I had the occassion to look at a recent PWCoopers designed plan, which was described as a "variable annuity plan". With all due respect to the creator, I (and our legal department) questioned how it satisfies numerous provisions of the law. We had a lot of questions and got no satisfactory answers.

Maybe it was more aggressive than what SoCal refers to. Maybe it was the same. But there were lots of unanswerd questions.

Posted

I would be a bit leery of hanging my hat on a Revenue Ruling from 1953, although it can be valid. It just seems odd that a Defined Benefit Plan provides benefits based upon each individual participant's investment choices. This is a hybrid plan taken to it's ultimate conclusion and I believe it becomes more DC than DB. Also, I suspect that the market rate of return under PPA will be defined on a pooled basis and, if so, won't that render these extreme hybrids unworkable?

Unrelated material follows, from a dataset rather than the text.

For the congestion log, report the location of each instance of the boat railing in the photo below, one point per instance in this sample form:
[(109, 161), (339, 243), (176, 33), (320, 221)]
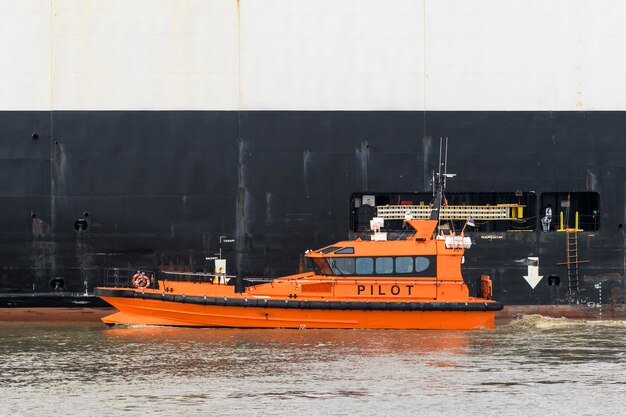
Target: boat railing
[(129, 278)]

Post PPA, you also have the issue of adverse selection whereby the participant can never lose money from one year to the next thereby encouraging aggressive investment choices. Also there are funding challenges since the CB accounts can never lose but plan investments (which might be mirroring these accounts) can lose. Also, should a plan terminate, I believe that the cash value benefits need to be recast based on a 5 year average return. How in the world would that work with a participant directed cash balance plan?

Guest mjb
Posted

Its valid b/c DB plans with VA benefits have received determination letters after 1953. I dont understand your concern since the DDB rule only prohibits employer descretion in determining benefits but not a variable factor referenced in plan. See RR 74-385-- in DB plan DDB requires that benefits be determined under formula contained in plan document.

Whether a DB plan has DC characteristics is irrevelant. Under the IRC a DC plan must pay benefits based on individual account for each which does not exist in DB plan in which benefits are based on notional value of credits earned by individual. (See IBM case - District court held that CB plan was DB plan because participants did not have individual accounts.) DB plans can have DC characterics without violating IRC rules-e.g., CB plans can use DC integration rates, e.g 5.7% over SS wage base, to determine contributions as long as it passes 401(a)(4) general testing.

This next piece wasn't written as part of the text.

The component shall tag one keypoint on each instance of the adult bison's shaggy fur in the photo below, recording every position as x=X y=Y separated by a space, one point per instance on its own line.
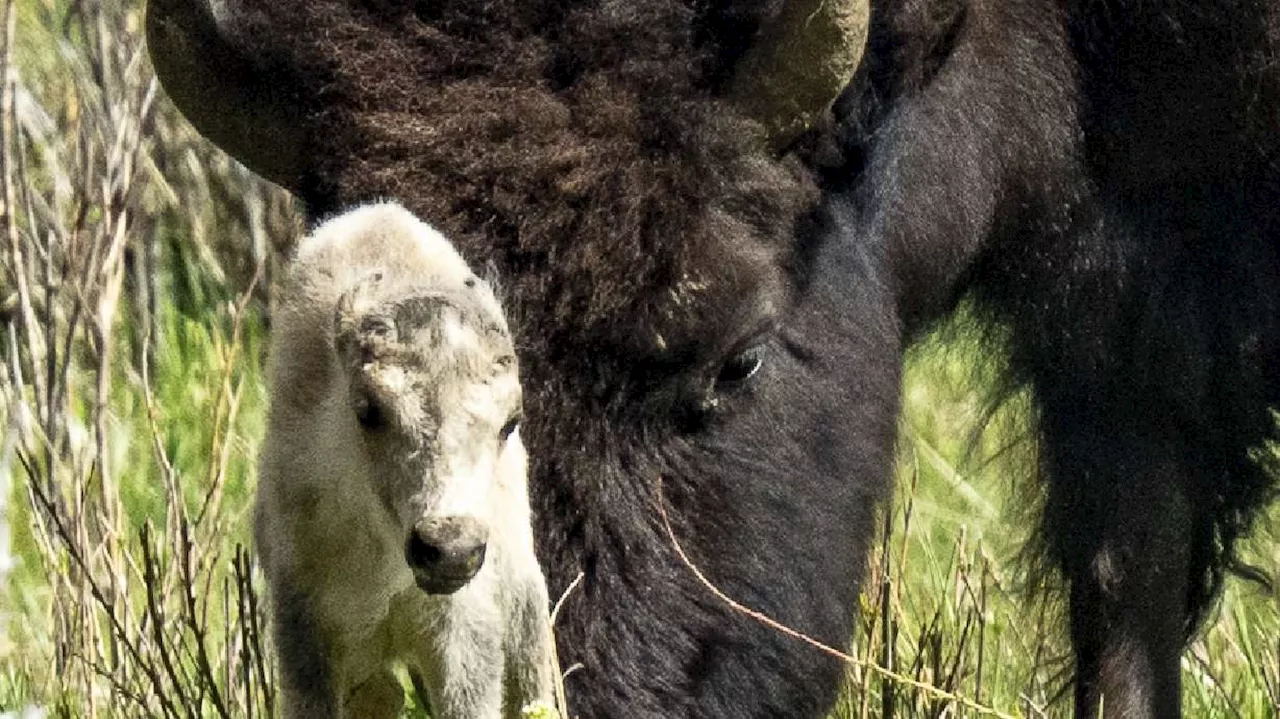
x=1100 y=177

Adverse selection is not an issue because plan can monitor investment selection and hedge to avoid investment risk and will have gains from those ee who elect risk free investments such as T-Bills where plan has a higher investment return. Benefits are also limited to max 415 benefits discounted to current age.

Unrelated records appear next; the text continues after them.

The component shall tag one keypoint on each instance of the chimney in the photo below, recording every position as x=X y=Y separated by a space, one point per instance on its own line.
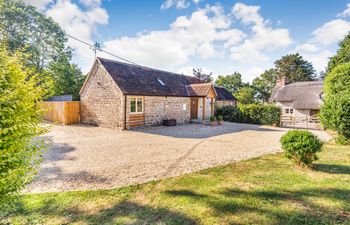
x=282 y=81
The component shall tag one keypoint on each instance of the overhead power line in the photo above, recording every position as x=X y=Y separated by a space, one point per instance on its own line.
x=96 y=47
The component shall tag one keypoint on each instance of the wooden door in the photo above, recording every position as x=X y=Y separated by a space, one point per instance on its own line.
x=194 y=108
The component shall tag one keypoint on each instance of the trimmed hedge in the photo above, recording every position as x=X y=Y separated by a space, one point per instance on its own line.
x=301 y=146
x=262 y=114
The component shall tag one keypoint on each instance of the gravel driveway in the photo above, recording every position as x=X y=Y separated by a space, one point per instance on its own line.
x=86 y=157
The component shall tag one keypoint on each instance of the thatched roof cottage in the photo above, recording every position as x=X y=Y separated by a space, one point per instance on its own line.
x=299 y=98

I am not advocating such a plan but there is authority for establishing such a plan if the plan sponsor is willing to pay for the expert advice.

Posted

That explains why I was looking at one. They were soliciting bids for actuarial and "compliance" services. Now I understand better why.

I guess these experts must get some $$$ for compliance services of their 1953 designs.

How about an 1853 design? Were there any 1853 revenue rulings to rely on? :D

(thinking about that brings back memories of Charlton Heston and talking Orangutans).

Guest mjb
Posted

a better memory is the 10 commandments and the parting of the red sea.

Guest Guest99
Posted

Of course, the variable factors here are solely as a result of the employee's individual investment choices among a series of preselected funds (much like a self directed DC Plan). Thus you have a participant's ultimate benefit level largely determined based on the actual performance of funds chosen by a participant. Sure, the plan document can refer to them as "notational" but the point is that the employee directly bears the risk of investment performance and that intuitively (IMO) takes it out of the realm of Defined Benefit Plans.

Of course, the IRS has never ruled definitively on these, so who really knows? Those designing and promulgating these hybrids of hybrids may in fact have the last laugh. But, I see it as a risky proposition.